6. The edge detection method for document images as described in any one of claims 1-5, characterized in that, After performing regression processing on the vertex features and the line segment features to obtain the edge detection result, the method includes: The target document image is divided into regions based on the edge detection results to obtain the document internal region of the target document image; The document content information is obtained by recognizing characters in the internal area of ​​the document using a preset character recognition model. Extract the document identifier from the document content information, and associate and save the document identifier with the document content information.

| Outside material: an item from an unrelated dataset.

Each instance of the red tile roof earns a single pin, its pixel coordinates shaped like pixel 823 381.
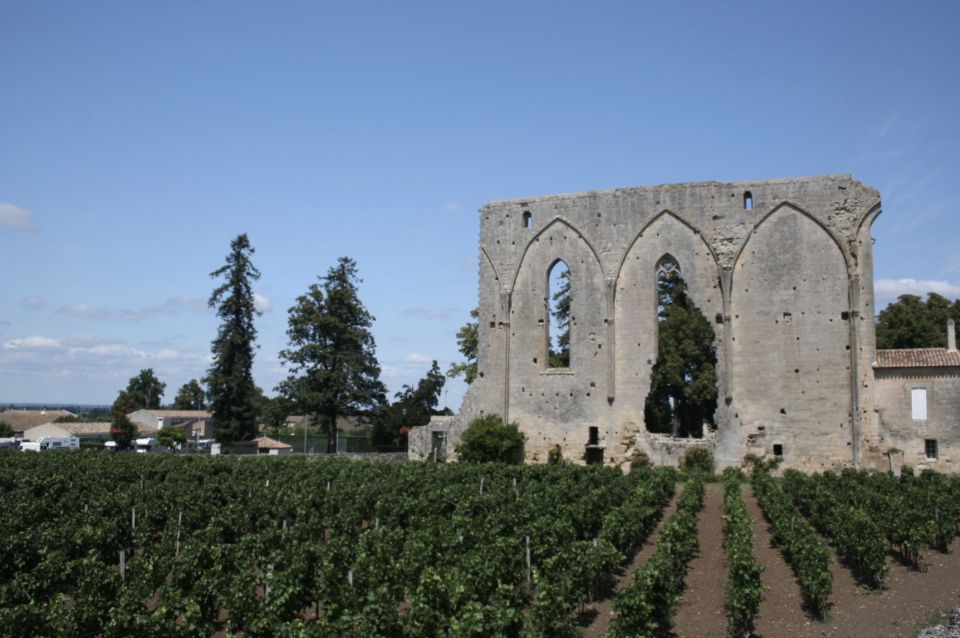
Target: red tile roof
pixel 917 358
pixel 266 443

7. An edge detection device for a document image, characterized in that, The edge detection device for the document image includes: The acquisition module is used to acquire the image of the target document to be detected; The input module is used to extract feature points from the target document image to obtain the vertex information of the target document image; The processing module is used to fuse the vertex information to obtain vertex features and line segment features; The detection module is used to perform regression processing on the vertex features and the line segment features to obtain edge detection results; The process of fusing the vertex information to obtain vertex features and line segment features includes: Vertex features are obtained by integrating vertex coordinates and vertex pixel values ​​from the vertex information using a preset edge detection model. The vertex information is processed by the preset edge detection model to form a detection rectangle. The target document image is then processed based on the midpoints of each side of the detection rectangle to obtain line segment features. The vertex information is processed by the preset edge detection model to form a detection rectangle. The target document image is then processed based on the midpoints of each side of the detection rectangle to obtain line segment features, including: The vertex information is processed by the preset edge detection model to obtain the number of vertices, and a first detection rectangle is generated based on the vertex information and the number of vertices. The vertex information is fused with the preset edge detection model to generate several detection boxes. Based on the midline connection of each detection box, four detection regions are formed corresponding to each detection box. Based on the corner points of the four detection regions corresponding to each detection box, a second detection rectangle is determined. By fusing the first detection rectangle and the second detection rectangle, line segment features are obtained.

8. An edge detection device for document images, characterized in that, The edge detection device for the document image includes: One or more processors; Memory; and One or more applications, wherein the one or more applications are stored in the memory and configured to be executed by the processor to implement the steps in the document image edge detection method according to any one of claims 1 to 6.

9. A computer storage medium, characterized in that, It stores a computer program, which is loaded by a processor to perform the steps in the edge detection method for document images according to any one of claims 1 to 6.